Sometimes, things are happening for a reason.
A few weeks ago, I was attending Benni De Jagere’s session about Power BI performance tuning at Data Grillen. It was a great session and one of the tips Benni shared was related to the IsAvailableInMDX property in Tabular models. I remember hearing about it sometimes somewhere, but honestly rarely had an opportunity to apply it in a real-world scenario. But, as I said at the very beginning, things are happening for the reason…
Last week, I was working on optimizing the Power BI solution for a client. I made sure to pull all the aces up my sleeve to make the data model more efficient – removed unnecessary data, reduced the cardinality wherever was feasible, adjusted column data types, and applied some additional recommended practices…And, then, I’ve remembered Benni’s tip and decided to give it a shot and see what happens if I disable the IsAvailableInMDX property…
But, let’s start by explaining what is the IsAvailableInMDX property…
If you go to Microsoft Docs, you’ll probably be disappointed, as there is an obscure definition of the property. However, Chris Webb wrote a great blog post (one of many) a while ago, explaining the property and the way it works. In case you don’t want to read Chris’s original post for whatever reason (even though I encourage you to read it), in a nutshell, the IsAvailableInMDX property value (TRUE or FALSE) determines if the attribute hierarchies on the columns will be built or not.
Now, the fair question would be:
What is the attribute hierarchy?
[Date].[Fiscal Year].& ,[Product].[Category].[Bikes] ,[Sales Territory].[Sales Territory Group].&[Europe] ,[Measures].[Internet Sales Amount]
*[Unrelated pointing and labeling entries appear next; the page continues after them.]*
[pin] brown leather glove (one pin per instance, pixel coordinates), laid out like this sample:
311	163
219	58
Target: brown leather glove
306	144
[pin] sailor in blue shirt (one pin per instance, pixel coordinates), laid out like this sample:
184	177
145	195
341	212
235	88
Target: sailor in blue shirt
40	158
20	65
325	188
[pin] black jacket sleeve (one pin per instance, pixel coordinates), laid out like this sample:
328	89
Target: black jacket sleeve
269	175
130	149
Hands up, all of you that recognized good old MDX! The language used for querying SSAS Multidimensional models…As you may (or may not) see, each column belongs to a certain hierarchy: Fiscal Year belongs to Date hierarchy, Bikes are part of the Category hierarchy, where the parent level is Product…Also, measures are part of the hierarchy as well! That’s important to understand, as you’ll find out soon. These are all User-defined hierarchies!
However, SSAS Multidimensional also creates Attribute hierarchies, where each regular attribute becomes the part of the 2-level hierarchy, with “All” as a top level:
The key characteristic of the attribute hierarchy is that the column which is part of the hierarchy can be used both as a row and column in an MDX query. Ok, now you (hopefully) know what are attribute hierarchies, but…Hey, Nikola, we’re talking about Power BI here, the Tabular model…SSAS Multidimensional is a legacy technology, right? Well, we can argue about that, but it is obviously out of the scope of this article:)
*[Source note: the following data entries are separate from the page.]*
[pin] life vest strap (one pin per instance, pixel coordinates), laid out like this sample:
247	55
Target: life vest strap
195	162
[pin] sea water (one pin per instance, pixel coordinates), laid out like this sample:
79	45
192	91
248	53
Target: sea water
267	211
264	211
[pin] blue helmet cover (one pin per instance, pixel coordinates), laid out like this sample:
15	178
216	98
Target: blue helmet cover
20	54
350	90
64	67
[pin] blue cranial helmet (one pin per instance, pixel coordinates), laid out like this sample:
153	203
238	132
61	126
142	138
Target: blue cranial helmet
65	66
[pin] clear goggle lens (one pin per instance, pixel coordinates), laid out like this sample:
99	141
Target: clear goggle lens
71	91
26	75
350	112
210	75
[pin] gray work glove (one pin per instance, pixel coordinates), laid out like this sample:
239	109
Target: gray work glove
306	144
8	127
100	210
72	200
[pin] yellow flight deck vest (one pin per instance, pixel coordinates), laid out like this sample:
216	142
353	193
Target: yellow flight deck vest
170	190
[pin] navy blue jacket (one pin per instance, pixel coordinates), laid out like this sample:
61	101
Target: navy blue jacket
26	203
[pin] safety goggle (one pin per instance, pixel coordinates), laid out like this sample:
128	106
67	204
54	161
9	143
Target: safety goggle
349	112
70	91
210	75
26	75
However, it’s still a valid question:
What on Earth does MDX have in common with Power BI?!
Quiz question: which language does Excel use when connecting to Analysis Services Tabular model (bold and italic with purpose on Tabular)? I’ll help you a little bit: it’s not DAX…
Yes, Excel generates MDX queries when connecting to AS Tabular model! And, this brings us to a key takeaway: as Excel relies on MDX, it also relies on the data structures present in the multidimensional model! This implies, unless you explicitly set the IsAvailableInMDX property to FALSE, the attribute hierarchies will be part of your data model!
Now, the next question is: why this property is not by default set to FALSE? Well, in many real-life cases, Excel is the tool of choice for many data analysts. They should be able to connect to the Analysis Services Tabular model behind Power BI (don’t forget, Power BI stores the data in the instance of Analysis Services Tabular), so if this property would have been disabled by default, they shouldn’t be able to perform their analysis!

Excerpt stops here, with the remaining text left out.